Sfia Oult Télouat ancrée dans la mémoire collective

Une diva ! Parmi les innombrables célèbres tinazurine du Souss, il est certain que Sfia Oult Télouat, un nom ancré dans la mémoire collective amazighe, en fut une icône inoubliable. Oult Télouat se traduit littéralement par la fille de la région de Télouat, siège d’une petite commune rurale qui porte, également, le nom de son village et qui fut, autrefois, le fief du pacha, de Marrakech, Mezouari haj Thami Glaoui décédé le 23 Janvier 1956.

La diva Sfia Oult Télouat, naquit vers les années 40 à «Imi Nouline», dans la province d’Ouarzazate. Elle était issue d’une famille modeste et conservatrice ce qui l’a privée, pendant son enfance, d’être scolarisée. Elle était, comme la plupart des fillettes de son douar, ses semblables, une bergère qui s’était occupée du petit cheptel familial dans les pâturages au milieu de la nature. Puis, ses parents ont commencé à lui apprendre comment s’occuper de son futur foyer, une fois mariée. Son mariage s’est soldé par le divorce à cause du chant et de l’Ahouach dont elle n’a pas pu se séparer. Il est à noter que l’artiste Sfia a embrassé sa passion depuis son jeune âge et qu’elle a fait ses premiers pas dans l’Assays n Ouhouach du temps du pacha précité alors qu’elle était à peine âgée de quatorze ans, d’après ses déclarations.

Pour parfaire son talent et tenter de réaliser son rêve, la diva s’était installée à Marrakech où elle a côtoyé les maîtres du chant amazigh du Sud tels que les Rouaïs : Omar Ouahrouch, Mohamed Bounsir, Mohamed Damsiri, Agrram, Lahcen Machi, Mohamed Outassourt… et les Raïssate : Ftouma Talguorcht, Khdouj Taourrigt, Fatima Tagrramt, Khdouj Tassouirit pour ne citer que ceux-là.

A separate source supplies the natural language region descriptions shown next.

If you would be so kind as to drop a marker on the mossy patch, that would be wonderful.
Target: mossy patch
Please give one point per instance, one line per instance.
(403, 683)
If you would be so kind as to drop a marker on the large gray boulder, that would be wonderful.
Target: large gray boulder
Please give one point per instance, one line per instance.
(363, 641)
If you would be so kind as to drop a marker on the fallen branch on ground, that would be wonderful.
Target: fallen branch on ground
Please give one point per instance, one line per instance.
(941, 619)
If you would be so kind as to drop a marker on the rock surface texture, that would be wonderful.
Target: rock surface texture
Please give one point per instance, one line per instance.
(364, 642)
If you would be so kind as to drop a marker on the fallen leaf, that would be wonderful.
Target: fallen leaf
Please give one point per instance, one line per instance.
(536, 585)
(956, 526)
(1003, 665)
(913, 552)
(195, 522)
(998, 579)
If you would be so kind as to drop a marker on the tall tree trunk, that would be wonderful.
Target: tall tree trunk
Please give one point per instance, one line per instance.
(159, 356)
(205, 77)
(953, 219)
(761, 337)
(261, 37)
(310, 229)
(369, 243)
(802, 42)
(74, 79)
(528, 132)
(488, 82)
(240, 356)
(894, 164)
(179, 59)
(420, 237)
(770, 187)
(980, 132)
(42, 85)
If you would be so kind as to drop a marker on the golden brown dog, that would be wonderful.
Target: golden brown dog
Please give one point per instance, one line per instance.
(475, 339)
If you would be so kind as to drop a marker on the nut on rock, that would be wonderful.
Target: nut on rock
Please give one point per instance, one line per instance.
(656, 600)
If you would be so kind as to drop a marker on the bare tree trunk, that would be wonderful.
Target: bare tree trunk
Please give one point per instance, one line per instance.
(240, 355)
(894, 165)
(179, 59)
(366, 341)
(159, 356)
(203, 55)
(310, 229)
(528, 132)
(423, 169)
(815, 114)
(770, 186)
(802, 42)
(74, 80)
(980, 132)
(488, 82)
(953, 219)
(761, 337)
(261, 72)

La Raïssa Sfia jouissait d’une voix douce et mélodieuse. Elle modulait ses cordes vocales, bien entrainées, d’une façon extraordinaire. Ses fans étaient nombreux et ils le sont toujours. Elle était en même temps parolière et chanteuse et ses succès sont incontournables. Parmi ses célèbres créations, nous nous contenterons de ne citer que ces quelques titres qui ont contribué à sa célébrité. 1- A tabla is kolou swan mden attay 2- Assayh a tawnza 3- Oufighd awddi tabla toujad ukan 4- our guin lahbab n yan magha isamh 5- Ay attay a bou khamssa n nejmat 6- Pour le tube intitulé, Tawada, elle l’a chanté à l’occasion de sa participation en Novembre 1975 à la grande marche pacifique, la marche verte (Tawada TAzizawt) 7- Ajdig n imi n trgwa. Certains de ces succès sont toujours bien conservés dans les archives de la SNRT et sont diffusés de temps à autres sur les ondes de radio nationale amazighe.

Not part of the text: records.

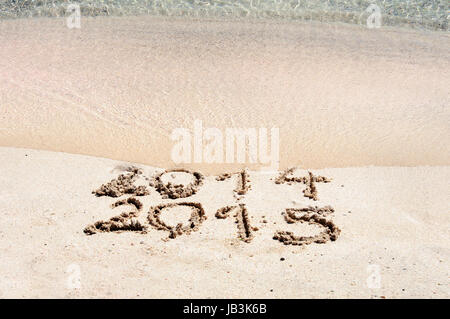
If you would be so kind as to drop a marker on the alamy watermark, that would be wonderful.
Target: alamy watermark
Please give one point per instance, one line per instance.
(373, 281)
(374, 20)
(73, 280)
(233, 145)
(73, 16)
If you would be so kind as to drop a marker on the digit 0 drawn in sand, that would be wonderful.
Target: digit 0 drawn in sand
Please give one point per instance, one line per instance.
(243, 184)
(124, 184)
(310, 181)
(311, 215)
(123, 222)
(173, 191)
(245, 231)
(197, 217)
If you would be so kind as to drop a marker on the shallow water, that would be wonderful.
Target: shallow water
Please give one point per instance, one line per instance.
(425, 14)
(341, 95)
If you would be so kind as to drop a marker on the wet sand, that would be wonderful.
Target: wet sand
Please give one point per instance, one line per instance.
(341, 95)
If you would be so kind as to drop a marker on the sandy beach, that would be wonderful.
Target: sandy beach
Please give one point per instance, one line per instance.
(93, 205)
(341, 95)
(393, 223)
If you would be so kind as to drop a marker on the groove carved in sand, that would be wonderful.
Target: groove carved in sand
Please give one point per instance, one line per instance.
(123, 184)
(311, 215)
(245, 231)
(123, 222)
(173, 191)
(197, 217)
(310, 181)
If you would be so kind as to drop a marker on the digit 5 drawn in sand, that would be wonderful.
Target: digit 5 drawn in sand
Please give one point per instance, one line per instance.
(125, 184)
(310, 215)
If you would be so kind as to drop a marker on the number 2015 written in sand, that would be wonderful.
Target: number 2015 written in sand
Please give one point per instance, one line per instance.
(125, 184)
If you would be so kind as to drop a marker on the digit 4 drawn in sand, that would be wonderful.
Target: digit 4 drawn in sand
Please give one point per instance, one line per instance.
(127, 221)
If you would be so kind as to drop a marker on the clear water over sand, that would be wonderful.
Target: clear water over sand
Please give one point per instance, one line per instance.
(341, 95)
(424, 14)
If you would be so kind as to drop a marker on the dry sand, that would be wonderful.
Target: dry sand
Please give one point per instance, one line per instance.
(342, 95)
(394, 220)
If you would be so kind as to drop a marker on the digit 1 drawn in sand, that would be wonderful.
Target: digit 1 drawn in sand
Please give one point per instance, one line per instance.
(124, 184)
(245, 231)
(310, 215)
(173, 191)
(122, 222)
(310, 181)
(197, 217)
(243, 184)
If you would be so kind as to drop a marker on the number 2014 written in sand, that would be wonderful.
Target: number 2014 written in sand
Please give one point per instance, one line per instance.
(125, 184)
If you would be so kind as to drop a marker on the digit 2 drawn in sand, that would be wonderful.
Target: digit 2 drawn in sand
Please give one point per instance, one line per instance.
(125, 184)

Si l’honorable madame Sfia s’est frayée son chemin avec ténacité et grand courage, il est à rappeler, ici, qu’elle a aussi souffert énormément. En effet, à ses débuts, elle a été l’objet de moqueries et de critiques de la part de ses proches et de son entourage. Cependant, malgré ces aléas, elle a su s’imposer de force sur la scène artistique amazighe. Son sort est similaire, à quelques nuances près de celui de tant d’autres artistes telles, par exemple, Yamna n Âaziz, Mimount n Serwan ou Hadda Ouâaki.

La tanazurt Sfia est considérée, de nos jours, comme une artiste professionnelle de l’art d’ahouach étant donné qu’elle a su conserver son grand amour, avec fidélité, pour cet art depuis son enfance jusqu’à son âge actuel.

Il est vrai que tanazurt Sfia Oult Télouat est, aujourd’hui, oubliée mais son nom restera à jamais inscrit, en gros caractères, dans les annales de l’histoire d’Ahouach qu’il faudrait préserver afin d’assurer sa continuité.